Backends are plugin-like entities which can be used to delegate heavy computations to specific hardware like GPUs. By default, FEW will try to use the best available backend for each class that the user instanciates. It is however possible to enforce or prevent the use of specific backends through the enabled_backends options.

The list of available backends is:

  • cpu: Use the CPU itself for accelerated computations

  • cuda11x: Use a NVIDIA GPU with CUDA 11.x drivers

  • cuda12x: Use a NVIDIA GPU with CUDA 12.x drivers

By default, all these backends can be used provided they are installed and have required sotware and hardware available. A class that supports only CPU will only attempt to use he cpu backend, whilst a class with hybrid GPU/CPU support will (usually) first attempt to use the cuda12x backend, in case of failure it will attempt using the cuda11x and finally fallback to the cpu one.

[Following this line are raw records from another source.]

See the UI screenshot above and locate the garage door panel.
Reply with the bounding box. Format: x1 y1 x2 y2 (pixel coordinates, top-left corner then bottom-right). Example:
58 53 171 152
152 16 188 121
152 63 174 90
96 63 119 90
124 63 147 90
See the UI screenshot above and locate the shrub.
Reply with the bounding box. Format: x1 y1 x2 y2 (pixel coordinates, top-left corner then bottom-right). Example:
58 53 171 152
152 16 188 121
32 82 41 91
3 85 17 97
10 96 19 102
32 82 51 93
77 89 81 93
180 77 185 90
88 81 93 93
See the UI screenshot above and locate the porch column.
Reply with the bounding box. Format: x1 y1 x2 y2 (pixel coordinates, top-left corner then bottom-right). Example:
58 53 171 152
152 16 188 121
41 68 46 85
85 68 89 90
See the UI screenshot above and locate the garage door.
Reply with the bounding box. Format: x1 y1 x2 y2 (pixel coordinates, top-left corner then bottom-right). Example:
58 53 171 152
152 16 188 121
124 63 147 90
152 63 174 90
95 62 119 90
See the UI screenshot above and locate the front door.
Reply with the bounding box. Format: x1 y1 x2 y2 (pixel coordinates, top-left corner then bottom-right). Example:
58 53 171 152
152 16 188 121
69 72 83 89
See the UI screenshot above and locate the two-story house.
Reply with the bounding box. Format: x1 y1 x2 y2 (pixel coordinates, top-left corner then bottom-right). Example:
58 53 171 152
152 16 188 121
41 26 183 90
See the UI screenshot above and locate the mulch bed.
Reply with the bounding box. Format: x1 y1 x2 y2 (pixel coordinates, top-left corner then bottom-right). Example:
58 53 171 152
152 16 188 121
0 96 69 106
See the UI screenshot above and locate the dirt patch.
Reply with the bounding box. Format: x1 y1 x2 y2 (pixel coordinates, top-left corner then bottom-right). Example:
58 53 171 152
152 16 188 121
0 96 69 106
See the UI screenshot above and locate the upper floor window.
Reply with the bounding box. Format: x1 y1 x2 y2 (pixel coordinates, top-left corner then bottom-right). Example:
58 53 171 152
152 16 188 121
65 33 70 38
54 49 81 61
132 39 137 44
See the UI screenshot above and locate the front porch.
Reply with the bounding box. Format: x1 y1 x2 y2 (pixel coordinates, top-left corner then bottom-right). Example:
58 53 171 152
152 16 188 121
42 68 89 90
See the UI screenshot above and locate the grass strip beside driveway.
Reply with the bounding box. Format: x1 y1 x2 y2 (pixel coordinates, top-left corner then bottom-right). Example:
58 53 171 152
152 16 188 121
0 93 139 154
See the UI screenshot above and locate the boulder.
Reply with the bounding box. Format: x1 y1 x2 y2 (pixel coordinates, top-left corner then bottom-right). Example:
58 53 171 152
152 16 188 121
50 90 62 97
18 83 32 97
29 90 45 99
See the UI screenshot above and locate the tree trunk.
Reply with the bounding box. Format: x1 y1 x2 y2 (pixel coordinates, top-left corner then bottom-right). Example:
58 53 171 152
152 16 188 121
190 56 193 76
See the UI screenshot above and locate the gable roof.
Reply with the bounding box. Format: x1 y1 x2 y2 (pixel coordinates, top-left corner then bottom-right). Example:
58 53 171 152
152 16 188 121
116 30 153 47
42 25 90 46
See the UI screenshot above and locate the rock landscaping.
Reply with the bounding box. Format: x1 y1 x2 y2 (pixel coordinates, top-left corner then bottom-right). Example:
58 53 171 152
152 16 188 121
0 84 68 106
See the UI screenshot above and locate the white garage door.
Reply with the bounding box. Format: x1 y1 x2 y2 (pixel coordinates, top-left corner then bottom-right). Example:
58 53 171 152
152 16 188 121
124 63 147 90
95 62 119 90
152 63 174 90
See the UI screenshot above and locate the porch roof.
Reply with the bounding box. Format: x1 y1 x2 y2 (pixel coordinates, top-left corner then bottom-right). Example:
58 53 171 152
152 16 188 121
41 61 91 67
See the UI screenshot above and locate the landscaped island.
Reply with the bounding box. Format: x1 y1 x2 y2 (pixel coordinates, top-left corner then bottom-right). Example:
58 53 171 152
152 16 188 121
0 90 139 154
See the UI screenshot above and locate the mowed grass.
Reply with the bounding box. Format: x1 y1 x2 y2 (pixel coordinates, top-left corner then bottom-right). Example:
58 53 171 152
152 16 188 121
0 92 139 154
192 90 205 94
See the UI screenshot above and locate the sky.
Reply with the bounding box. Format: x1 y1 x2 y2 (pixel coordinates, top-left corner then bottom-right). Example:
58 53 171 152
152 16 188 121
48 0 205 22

When setting the enabled_backends option, all items present in that list will be loaded (and FEW will fail initializing if any in not loadable) while other items will be strictly disabled.

Example:

  • On a computer with only a CPU, setting enabled_backends = ['cpu'] will speed-up FEW loading process by disabling the cuda11x and cuda12x backends and not even try loading them

  • On a computer with a NVIDIA GPU and CUDA 12.x drivers, setting enabled_backends = ['cuda12x', 'cpu'] ensures that the CUDA 12.x backend will be loaded and that CPU only classes are still supported. If for any reason, the CUDA 12.x backend cannot be loaded, FEW will fail to run (and the message error should explain the failure and suggest mitigation strategies).

File manager

The few package requires external files of pre-computed coefficients which are too large to be bundled with the source code. These files are accessed through the FileManager global entity which takes care of locating these files, checking their integrity, and downloading missing files on request.

The file manager is accessed through few.get_file_manager()

This FileManager is highly tunable and propose the following options:

file_storage_path

The storage path is the directory where the FileManager will first look for files.

Its default value is built relative to platformdirs.user_data_dir() (e.g. ~/.local/share/few/v1.5.1 on Linux systems)

file_download_path

The download path is the directory where the FileManager will download missing files. By default, it is a subdirectory of the storage path named download.

file_extra_paths

Extra paths are supplementary read-only directories where the file manager will search for requested files. They are provided as a “;”-separated list of paths.

file_registry_path

The file registry is a YAML file which lists known files which can be downloaded from FEW data repositories. It defines these data repositories and then, for each file, lists the repositories they can be found in, their tags and their checksums.

A default registry.yml file is embedded with each version of few but one can provide a custom registry by setting its path through the file_registry_path option.

file_integrity_check

By default, the first time a file is requested to the FileManager, its integrity is checked and cached so that future request to that file are fast.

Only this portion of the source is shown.